Photo of an operation in progressNursing student Karina Gomes ’21 has completed a number of clinicals during her time at Regis College, from pediatrics to maternity to mental health. But she never considered a clinical – or even a career – in perioperative nursing.

Not until a medical/surgery clinical at Massachusetts General Hospital that is. “My clinical instructor gave us the opportunity to go observe the OR for the day and I was initially hesitant to go,” Gomes explained. “I never considered the OR as a place I would work.”

While there Gomes observed a whipple procedure, a complex operation to treat pancreatic cancer that requires removal of part of the pancreas.

“I was fascinated,” Gomes said. “Not just by the procedure but also everyone’s role and how they moved like a team. It was just one day but I knew this was something I wanted to do as a career.”

This semester Gomes and five of her senior classmates will get a more immersive experience in the operating room thanks to new preceptorship at Brigham and Women’s Hospital. The cohort will learn about the entire perioperative process from OR transport to scrubbing preparation to patient positioning on the operating table, allowing the students to serve as circulating nurses managing the care in the operating room.

“I think it is hard to understand the environment until you are in it,” said Kendra Currier, the nurse who will oversee the preceptorship. “Doing this helps you tremendously. It helps you to understand what it is like, how to communicate, and how important it is to be mindful and aware of the patient.”

What makes this partnership unique, added Currier, is that rarely do nursing students or even recent nursing school graduates get the level of perioperative experience these Regis students will.
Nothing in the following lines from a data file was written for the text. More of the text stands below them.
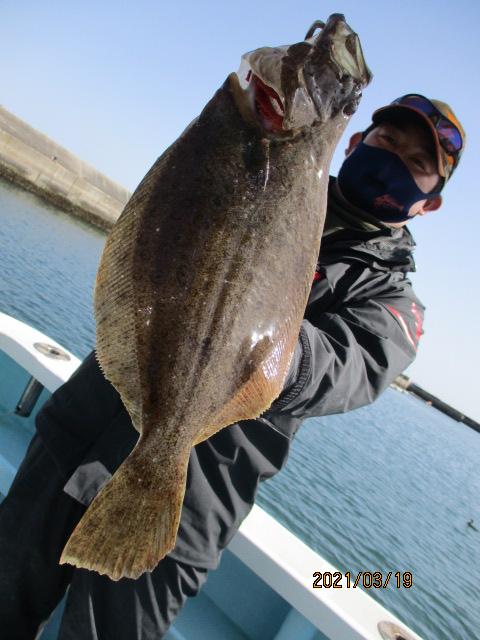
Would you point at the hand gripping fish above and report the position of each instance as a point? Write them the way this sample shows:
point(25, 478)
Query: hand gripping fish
point(204, 280)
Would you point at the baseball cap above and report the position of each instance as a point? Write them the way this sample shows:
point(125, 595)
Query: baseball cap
point(448, 134)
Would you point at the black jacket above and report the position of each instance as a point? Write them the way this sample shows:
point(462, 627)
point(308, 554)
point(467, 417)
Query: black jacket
point(360, 330)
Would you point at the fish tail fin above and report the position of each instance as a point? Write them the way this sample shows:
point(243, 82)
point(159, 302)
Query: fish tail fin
point(133, 522)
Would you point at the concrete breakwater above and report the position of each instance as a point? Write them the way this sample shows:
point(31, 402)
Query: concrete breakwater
point(37, 163)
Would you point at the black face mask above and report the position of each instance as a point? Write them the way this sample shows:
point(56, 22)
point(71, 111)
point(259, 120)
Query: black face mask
point(379, 182)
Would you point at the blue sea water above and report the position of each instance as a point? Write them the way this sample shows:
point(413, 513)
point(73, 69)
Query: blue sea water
point(389, 487)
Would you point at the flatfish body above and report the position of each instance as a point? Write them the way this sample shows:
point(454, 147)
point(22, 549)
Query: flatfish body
point(204, 280)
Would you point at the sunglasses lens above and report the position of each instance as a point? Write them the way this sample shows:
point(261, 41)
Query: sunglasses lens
point(448, 134)
point(417, 102)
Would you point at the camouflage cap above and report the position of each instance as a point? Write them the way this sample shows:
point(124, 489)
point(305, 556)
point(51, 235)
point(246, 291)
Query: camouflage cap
point(448, 134)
Rather than jumping right into the operating room, nurses are encouraged to first get experience elsewhere, such as a medicine/surgery floor.

“Even if perioperative care is what a nurse knows they want to do, they are told they need to go and get regular floor experience,” said Currier. “And I don’t think that is necessarily true.”

Currier, a nurse for 13 years, added that partnerships such as this one create a direct pipeline to future potential employees for the hospital.

For Gabriella Floramo ’21, the draw to apply for the preceptorship was the structure and sterile environment of the operating room.

“My instructors at Regis did such a good job teaching sterile fields in lab and I fell in love with it,” said Floramo. “You have to do everything in a sterile field a certain way and being able to follow the steps and keep everything clean is critically important.”

Floramo added she has tremendous respect for surgeons and perioperative teams in part because of her sister, who has colitis and had a major surgery when she was younger that tremendously benefited her quality of life.

“What they were able to do for my sister and the progress she has made is remarkable,” said Floramo.